Dizlerini kendine çekmiş çardağın tahtasına sırtını yaslamış yerde oturuyordu. Yutkundu sertçe birkaç kere ardından sertçe saldı göğsünü sıkıştıran nefesini.

Neden boyle oldugunu, ilişkilerinin nasıl bu raddeye geldiğini düşündü hyunjin. Başlarda güzellerdi, mingi ilgili davranıyordu aynı şekilde hyunjin de. Gerçi hyunjin son aşamaya kadar hep öyleydi ne kadar mingi bunu görmek istemese bile. 1. aylarının sonuna kadar her sey kusursuz denebilecek derecede güzel ilerlemişti. Sonra mingi daha birbirlerini yeteri kadar tanımamalarına rağmen sürekli hyunjinin davranışlarında bir kusur bulmaya başlamıştı. Bu bazen basitçe söylediği bir kelime olabiliyordu ya da günlük hayatındaki bir aktivitesi ya da alışkanlık edindiği herhangi bir şey. Kısaca mingi onu kendi istediği gibi değiştirmeye çalışıyordu. Hyunjin ilk zamanlar bunu anlamamıştı aksine ılımlı yaklaşmaya çalışıp sorun onda olmamasına rağmen her seferinde dikkat edeceğine dair açıklamalar yapmıştı. Etmişti de. Bir süre sonra mingi bu tutumunu bırakmış ve hyunjine ilk zamanki gibi güzel hissettirmişti. Ancak son 1 aya yakındır yine eski tavrına geri dönmüş bu sefer hyunjinin okulunın ne kadar yoğun olduğunu bilmesine rağmen ders saatinde bile neden ona geri dönmediği hakkında bir sürü sert sözler içeren kelimelerle sıkıltırıyordu.
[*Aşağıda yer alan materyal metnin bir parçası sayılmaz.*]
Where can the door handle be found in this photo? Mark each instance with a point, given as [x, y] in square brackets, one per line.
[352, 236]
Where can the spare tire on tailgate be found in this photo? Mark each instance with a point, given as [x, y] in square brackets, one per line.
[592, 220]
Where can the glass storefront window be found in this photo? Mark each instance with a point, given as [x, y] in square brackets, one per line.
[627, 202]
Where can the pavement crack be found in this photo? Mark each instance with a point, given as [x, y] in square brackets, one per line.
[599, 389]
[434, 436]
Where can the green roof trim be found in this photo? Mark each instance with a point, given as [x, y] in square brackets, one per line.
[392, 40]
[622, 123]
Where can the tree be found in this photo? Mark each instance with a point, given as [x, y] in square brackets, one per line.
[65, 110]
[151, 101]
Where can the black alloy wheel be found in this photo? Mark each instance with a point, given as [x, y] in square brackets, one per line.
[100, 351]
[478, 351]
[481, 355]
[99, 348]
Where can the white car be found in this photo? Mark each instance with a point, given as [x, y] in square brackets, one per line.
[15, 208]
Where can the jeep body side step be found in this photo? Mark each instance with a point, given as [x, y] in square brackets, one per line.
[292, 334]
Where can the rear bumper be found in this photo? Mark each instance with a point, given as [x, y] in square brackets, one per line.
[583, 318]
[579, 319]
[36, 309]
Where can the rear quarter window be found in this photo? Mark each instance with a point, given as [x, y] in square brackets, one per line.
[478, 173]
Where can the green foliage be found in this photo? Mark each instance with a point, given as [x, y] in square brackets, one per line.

Son olarak da Hyunjin'in duygularının önemini hiçe sayarak öpmesiyle onu başından beri yavaşça içene çektiği dalgalı denizin dibine doğru itmişti.

Ağlıyordu. Belki de en başından beri o denizde yuttuklarıydı birer birer akan gözyaşları.

İyi hissetmiyordu. Bazen derdini anlatmak bile zor geliyordu birine onun için. Korkuları vardı her anlamda. Mesela bunalrı birine anlatsa "Bu muydu?" "Bu kadarcık mıydı?" "Bunda ne var abartmışsın" gibi kelimeler duymak istemiyordu. Hyunjin buydu ve değişmezdi. Değişmekte istemiyordu.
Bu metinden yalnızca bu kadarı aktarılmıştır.